I was going to say there was a faster way than regex, but I saw you were not act...

joshma · on April 20, 2016

Yeah, I'm not too happy about how we're using regex inside a groovy script for the final matching - when we scale this to support larger matches we'll likely hit memory issues trying to parse the entire string at once, and I've been playing around with the idea of streaming the bases into a state machine. Is that similar to what you were referring to?

Do you have a way of generating state machines, or are they hand coded? Is it a perf optimization, or does it help integrating ___domain-specific logic?

tmaly · on April 20, 2016

I initially started with this article when I first looked into the issue of regex performance

https://swtch.com/~rsc/regexp/regexp1.html

To generate state machines

For C there is re2c http://re2c.org/

For Go there is https://github.com/opennota/re2dfa

My patterns do not change that often, so I end up hand coding them.
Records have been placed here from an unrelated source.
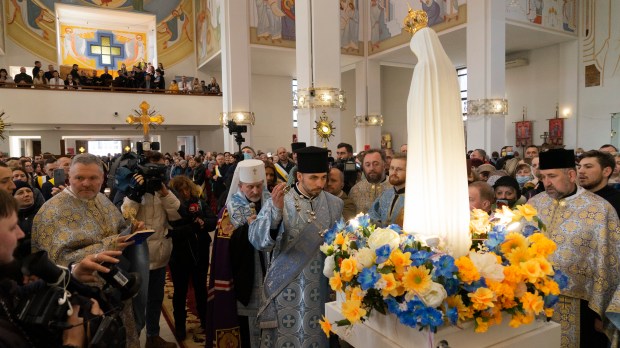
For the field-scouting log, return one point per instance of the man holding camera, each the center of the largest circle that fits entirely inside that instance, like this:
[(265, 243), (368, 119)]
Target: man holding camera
[(150, 201), (81, 221), (13, 332)]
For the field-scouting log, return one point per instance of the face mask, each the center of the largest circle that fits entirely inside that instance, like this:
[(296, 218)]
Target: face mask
[(522, 179)]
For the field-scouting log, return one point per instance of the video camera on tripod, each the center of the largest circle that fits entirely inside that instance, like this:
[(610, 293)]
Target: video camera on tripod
[(45, 305), (237, 130)]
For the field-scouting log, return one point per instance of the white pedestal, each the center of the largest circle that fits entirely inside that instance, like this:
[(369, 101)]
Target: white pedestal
[(386, 331)]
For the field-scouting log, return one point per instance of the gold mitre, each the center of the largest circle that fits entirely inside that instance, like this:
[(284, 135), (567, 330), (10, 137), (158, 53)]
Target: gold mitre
[(415, 20)]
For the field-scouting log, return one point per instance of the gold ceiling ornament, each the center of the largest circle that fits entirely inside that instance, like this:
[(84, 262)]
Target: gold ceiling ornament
[(415, 20), (145, 118), (3, 125), (324, 128)]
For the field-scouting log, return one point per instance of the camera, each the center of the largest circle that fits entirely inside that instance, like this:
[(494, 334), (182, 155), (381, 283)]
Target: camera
[(233, 127), (43, 306), (237, 130)]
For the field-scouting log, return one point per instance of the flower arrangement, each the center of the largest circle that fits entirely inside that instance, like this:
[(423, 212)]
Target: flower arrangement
[(389, 271)]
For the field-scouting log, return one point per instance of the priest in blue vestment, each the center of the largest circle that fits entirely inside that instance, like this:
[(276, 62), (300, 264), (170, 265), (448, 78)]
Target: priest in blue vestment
[(295, 290), (586, 229)]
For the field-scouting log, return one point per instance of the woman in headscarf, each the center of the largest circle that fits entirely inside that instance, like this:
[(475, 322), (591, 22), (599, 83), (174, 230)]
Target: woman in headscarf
[(190, 250)]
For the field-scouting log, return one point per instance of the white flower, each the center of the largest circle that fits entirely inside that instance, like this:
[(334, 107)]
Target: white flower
[(328, 268), (380, 284), (365, 258), (487, 266), (326, 248), (383, 236), (434, 296)]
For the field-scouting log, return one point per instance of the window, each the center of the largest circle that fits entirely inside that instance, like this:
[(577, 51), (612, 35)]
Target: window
[(461, 74), (294, 91)]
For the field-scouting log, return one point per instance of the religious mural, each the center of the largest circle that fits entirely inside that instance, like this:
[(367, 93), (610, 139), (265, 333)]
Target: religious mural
[(32, 25), (386, 19), (601, 35), (272, 22), (552, 14), (351, 39), (208, 29), (95, 49), (2, 47), (175, 34)]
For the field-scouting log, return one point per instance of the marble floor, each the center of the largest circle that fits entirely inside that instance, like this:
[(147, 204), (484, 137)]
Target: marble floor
[(164, 332)]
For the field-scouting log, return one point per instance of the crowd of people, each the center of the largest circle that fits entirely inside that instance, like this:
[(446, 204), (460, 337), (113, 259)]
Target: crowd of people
[(142, 77), (266, 212)]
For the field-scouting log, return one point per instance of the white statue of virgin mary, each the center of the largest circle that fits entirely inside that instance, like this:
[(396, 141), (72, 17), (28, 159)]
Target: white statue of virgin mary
[(437, 201)]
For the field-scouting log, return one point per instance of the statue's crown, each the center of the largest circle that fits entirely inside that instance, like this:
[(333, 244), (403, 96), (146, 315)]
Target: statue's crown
[(415, 20)]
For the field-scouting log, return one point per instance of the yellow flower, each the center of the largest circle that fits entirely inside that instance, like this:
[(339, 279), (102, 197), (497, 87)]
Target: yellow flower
[(518, 255), (531, 270), (348, 269), (532, 303), (353, 311), (390, 287), (513, 241), (527, 211), (400, 260), (345, 243), (326, 326), (482, 325), (339, 239), (335, 282), (482, 299), (417, 279), (356, 294), (467, 271)]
If you are looking to continue using regex for matching, I would look at using the TCL regex library as it has some optimizations that other regex libraries do not have.

vorg · on April 20, 2016

Apache Groovy was really just intended for scripting anyway, and not meant to be scaled. Someone in their development group added static compilation and Android executables in Groovy 2.x, but they aren't being used by many people. Best just to use Groovy for its original purpose, for scripting Java classes or as a DSL in Gradle, and convert to Java (or Scala, Kotlin, etc) if you need to scale anything.

gliese1337 · on April 20, 2016

Can't speak for tmaly, but you might look at things like the Xerox Finite State Tools, Helsinki Finite State Tools, or KLEENE. They were developed with linguistics in mind, but are in fact general-purpose tools for generating and editing string-matching state machines.
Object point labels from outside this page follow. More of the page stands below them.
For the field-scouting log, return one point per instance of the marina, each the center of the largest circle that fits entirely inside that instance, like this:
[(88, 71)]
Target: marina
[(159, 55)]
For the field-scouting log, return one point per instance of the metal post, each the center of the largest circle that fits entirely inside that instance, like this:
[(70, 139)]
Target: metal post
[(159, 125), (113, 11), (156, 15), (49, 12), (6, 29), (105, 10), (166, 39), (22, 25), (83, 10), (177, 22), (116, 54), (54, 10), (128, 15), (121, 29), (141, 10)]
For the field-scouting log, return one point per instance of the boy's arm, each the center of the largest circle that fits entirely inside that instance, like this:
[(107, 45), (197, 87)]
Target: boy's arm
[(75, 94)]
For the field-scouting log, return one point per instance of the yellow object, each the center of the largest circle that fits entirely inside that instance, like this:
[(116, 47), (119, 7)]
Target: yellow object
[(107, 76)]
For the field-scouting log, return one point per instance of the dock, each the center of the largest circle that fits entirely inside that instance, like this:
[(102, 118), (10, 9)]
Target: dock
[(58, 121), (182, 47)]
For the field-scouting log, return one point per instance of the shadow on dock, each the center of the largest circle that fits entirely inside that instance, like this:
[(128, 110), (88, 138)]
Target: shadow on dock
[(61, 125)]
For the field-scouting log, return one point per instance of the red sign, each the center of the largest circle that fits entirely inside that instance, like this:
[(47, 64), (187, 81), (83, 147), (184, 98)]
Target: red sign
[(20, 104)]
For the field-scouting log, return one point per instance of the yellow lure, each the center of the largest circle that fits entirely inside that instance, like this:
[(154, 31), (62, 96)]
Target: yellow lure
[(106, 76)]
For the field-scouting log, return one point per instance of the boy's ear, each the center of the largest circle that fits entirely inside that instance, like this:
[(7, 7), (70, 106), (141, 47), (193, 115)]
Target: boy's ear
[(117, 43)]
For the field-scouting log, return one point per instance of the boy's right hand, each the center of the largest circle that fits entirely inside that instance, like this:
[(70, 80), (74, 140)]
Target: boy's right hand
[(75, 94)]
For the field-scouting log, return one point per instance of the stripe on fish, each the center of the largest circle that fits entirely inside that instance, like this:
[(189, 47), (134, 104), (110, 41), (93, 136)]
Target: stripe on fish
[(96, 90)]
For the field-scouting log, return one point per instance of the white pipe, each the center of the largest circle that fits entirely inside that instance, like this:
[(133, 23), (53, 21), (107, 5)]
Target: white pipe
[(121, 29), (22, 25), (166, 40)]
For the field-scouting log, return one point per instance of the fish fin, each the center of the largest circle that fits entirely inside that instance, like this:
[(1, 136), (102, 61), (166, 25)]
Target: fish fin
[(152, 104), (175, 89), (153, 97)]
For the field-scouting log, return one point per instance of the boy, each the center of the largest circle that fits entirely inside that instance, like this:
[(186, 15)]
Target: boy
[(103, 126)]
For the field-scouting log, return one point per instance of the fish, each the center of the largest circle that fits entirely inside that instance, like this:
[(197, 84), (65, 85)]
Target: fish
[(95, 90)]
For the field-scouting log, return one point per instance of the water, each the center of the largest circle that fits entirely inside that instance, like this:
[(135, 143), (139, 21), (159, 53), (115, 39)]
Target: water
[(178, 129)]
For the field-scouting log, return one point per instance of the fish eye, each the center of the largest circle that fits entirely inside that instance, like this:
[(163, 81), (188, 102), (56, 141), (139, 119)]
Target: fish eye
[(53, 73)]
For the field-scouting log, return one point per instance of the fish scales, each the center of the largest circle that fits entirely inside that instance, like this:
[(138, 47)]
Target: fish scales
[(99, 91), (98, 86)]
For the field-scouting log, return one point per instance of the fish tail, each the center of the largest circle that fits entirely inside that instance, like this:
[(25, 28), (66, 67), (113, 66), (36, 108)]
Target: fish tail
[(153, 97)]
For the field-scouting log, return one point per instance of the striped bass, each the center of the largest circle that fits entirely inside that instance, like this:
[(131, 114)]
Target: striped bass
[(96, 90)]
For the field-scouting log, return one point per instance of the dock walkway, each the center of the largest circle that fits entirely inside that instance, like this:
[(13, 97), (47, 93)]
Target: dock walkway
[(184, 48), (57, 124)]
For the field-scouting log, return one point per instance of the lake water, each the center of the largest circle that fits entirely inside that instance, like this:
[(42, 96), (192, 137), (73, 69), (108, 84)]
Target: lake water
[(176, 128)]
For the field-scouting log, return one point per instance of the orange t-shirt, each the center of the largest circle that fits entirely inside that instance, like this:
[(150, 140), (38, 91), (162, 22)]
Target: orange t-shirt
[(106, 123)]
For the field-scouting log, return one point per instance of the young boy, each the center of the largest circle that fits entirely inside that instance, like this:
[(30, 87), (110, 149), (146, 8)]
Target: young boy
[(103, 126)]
It seems like every time I learn something new about bioinformatics, it just has more and more overlap with computational linguistics!

malisper · on April 20, 2016

What were some of the query features that caused you to choose Elasticsearch over pg_trgm, because pg_trgm supports regular expressions out of the box.

joshma · on April 20, 2016

We use ES for the rest of benchling search already, so that was the main reason why we stuck with ES (ngram indexing is pretty standard there).

As for why we were using ES for the rest of search: we were using it for things like language stemming, matching terms with "slop", things like {'minimum_should_match': '3<67%'} (require exact matches if 3 or less terms, 67% if more than that), searching _all to match anything in the document, etc etc. I think a bunch of these (maybe even all) you can do in PG, but it was way easier to get going with ES.

ES is also distributed, which makes scaling up and doing maintenance a lot easier - a bunch of times we just threw new nodes at it and remove old nodes that had gone bad.

tdeck · on April 21, 2016

I don't quite understand this comment. Isn't a regular expression just a description of a custom finite state machine? Any fast regex implementation will first compile the pattern into a custom DFA before matching it.

burntsushi · on April 21, 2016

By my count, most "regex" engines implement things more powerful than regular expressions. I'd say the majority of regex engines use backtracking instead of a DFA. Backtracking does tend to be slower in my experience, but PCRE2's JIT is definitely competitive with even the fastest DFA engines in my experience.